Jesse’s smiling at him, fake-curious. “What’s got you all spun up, JW?” It’s the question of someone who already knows the answer.
Earl stands clenching and unclenching his fists. “I just talked to Jenna and she says you got a call today from that sheriff in Murfee? Is that right?” He looks at me as if I knew it and hadn’t said anything, but Jesse hasn’t breathed the word Murfee since I drove him and T-Bob back from town.
I never even told Earl how Jesse had me circle the place, just staring at it.
“Yeah, when we was up there a few days back, they wanted a way to contact us. You said to be cooperative, right? You said don’t give ’em no reason to come back down here, so I gave ’em Jenna’s number and forgot all about it. But I’ll be damned if one of ’em didn’t call today.
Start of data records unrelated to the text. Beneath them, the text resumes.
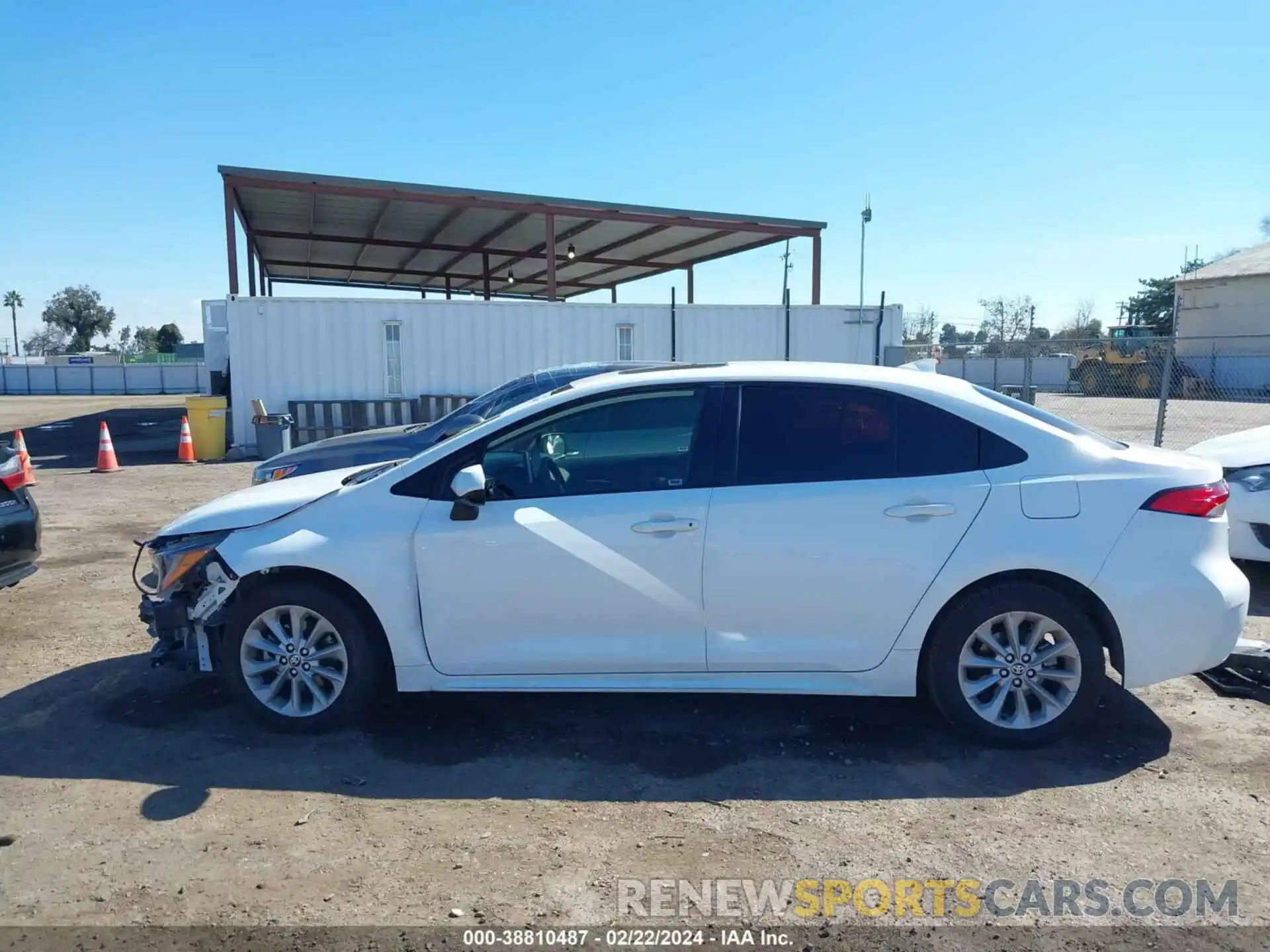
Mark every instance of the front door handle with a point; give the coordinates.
(666, 526)
(921, 510)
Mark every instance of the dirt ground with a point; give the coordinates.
(131, 795)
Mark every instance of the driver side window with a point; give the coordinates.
(630, 444)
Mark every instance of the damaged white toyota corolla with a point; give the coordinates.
(803, 528)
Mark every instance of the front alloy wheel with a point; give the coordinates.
(294, 660)
(304, 656)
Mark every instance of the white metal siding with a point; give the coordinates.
(285, 349)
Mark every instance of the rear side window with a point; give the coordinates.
(933, 441)
(807, 433)
(794, 433)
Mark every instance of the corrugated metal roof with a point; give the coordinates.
(1242, 264)
(362, 233)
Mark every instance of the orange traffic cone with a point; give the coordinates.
(106, 461)
(19, 444)
(186, 448)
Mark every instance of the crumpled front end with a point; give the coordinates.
(185, 601)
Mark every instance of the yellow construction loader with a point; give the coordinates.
(1130, 362)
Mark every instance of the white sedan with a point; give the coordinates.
(1245, 459)
(753, 527)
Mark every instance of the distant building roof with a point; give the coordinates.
(1242, 264)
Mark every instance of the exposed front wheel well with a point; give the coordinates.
(333, 584)
(1108, 630)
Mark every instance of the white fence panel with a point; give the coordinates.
(285, 349)
(709, 333)
(45, 380)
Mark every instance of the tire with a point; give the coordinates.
(1071, 647)
(318, 701)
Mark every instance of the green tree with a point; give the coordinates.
(80, 314)
(13, 301)
(1006, 319)
(145, 340)
(168, 337)
(46, 342)
(920, 327)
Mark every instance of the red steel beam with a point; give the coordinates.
(375, 233)
(538, 252)
(451, 216)
(540, 249)
(816, 270)
(550, 247)
(415, 273)
(483, 241)
(374, 286)
(230, 239)
(525, 207)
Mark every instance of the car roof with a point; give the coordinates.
(778, 371)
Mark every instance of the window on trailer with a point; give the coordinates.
(393, 383)
(625, 342)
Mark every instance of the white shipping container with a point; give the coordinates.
(284, 349)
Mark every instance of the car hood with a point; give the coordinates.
(382, 438)
(258, 504)
(1238, 450)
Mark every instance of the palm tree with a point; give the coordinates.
(13, 301)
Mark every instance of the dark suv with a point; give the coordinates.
(19, 522)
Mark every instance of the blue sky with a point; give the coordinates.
(1054, 150)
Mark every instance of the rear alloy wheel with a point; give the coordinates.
(1016, 666)
(302, 658)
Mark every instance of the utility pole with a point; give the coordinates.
(865, 218)
(785, 276)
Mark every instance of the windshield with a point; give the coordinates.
(494, 401)
(1054, 420)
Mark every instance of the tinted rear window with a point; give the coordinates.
(808, 433)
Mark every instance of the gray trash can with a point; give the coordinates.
(272, 434)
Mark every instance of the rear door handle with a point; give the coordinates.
(667, 526)
(921, 510)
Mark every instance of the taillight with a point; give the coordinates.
(1191, 500)
(11, 473)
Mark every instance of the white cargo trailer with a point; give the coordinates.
(343, 349)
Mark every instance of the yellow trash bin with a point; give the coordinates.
(207, 426)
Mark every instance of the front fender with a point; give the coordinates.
(370, 553)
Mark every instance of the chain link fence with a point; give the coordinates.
(1162, 391)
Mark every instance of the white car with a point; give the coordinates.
(1245, 459)
(751, 527)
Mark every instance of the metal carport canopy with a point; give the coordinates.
(329, 230)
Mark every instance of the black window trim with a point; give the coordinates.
(433, 480)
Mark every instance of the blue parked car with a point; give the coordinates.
(388, 444)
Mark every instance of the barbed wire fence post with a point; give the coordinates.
(1166, 377)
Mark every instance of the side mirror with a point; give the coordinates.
(469, 488)
(461, 423)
I think it was the sheriff himself, leaving a message that he had that warrant for me an’ T-Bob . . . for our damn blood or something. They’d threatened that when we first talked to them and I thought it was all bullshit, but I guess it wasn’t so empty a threat after all. He was polite, though, the way he asked us to come up again to take care of it.”
Earl goes very still, but his neck is tense, his teeth clenched. “So, were you gonna tell me this?”
Jesse takes a long draw on his cigarette before answering, enjoying Earl’s anger. “Well, I was, but I guess I don’t have to now. Goddamn bitch can’t hold her tongue.” He points at his daddy with the cigarette. “You were the one told us to go up there in the first place. You told us to talk to ’em, make nice, and be all helpful. Now look what it got me, more fucking shit. So there’s no cause to be all pissy about it.”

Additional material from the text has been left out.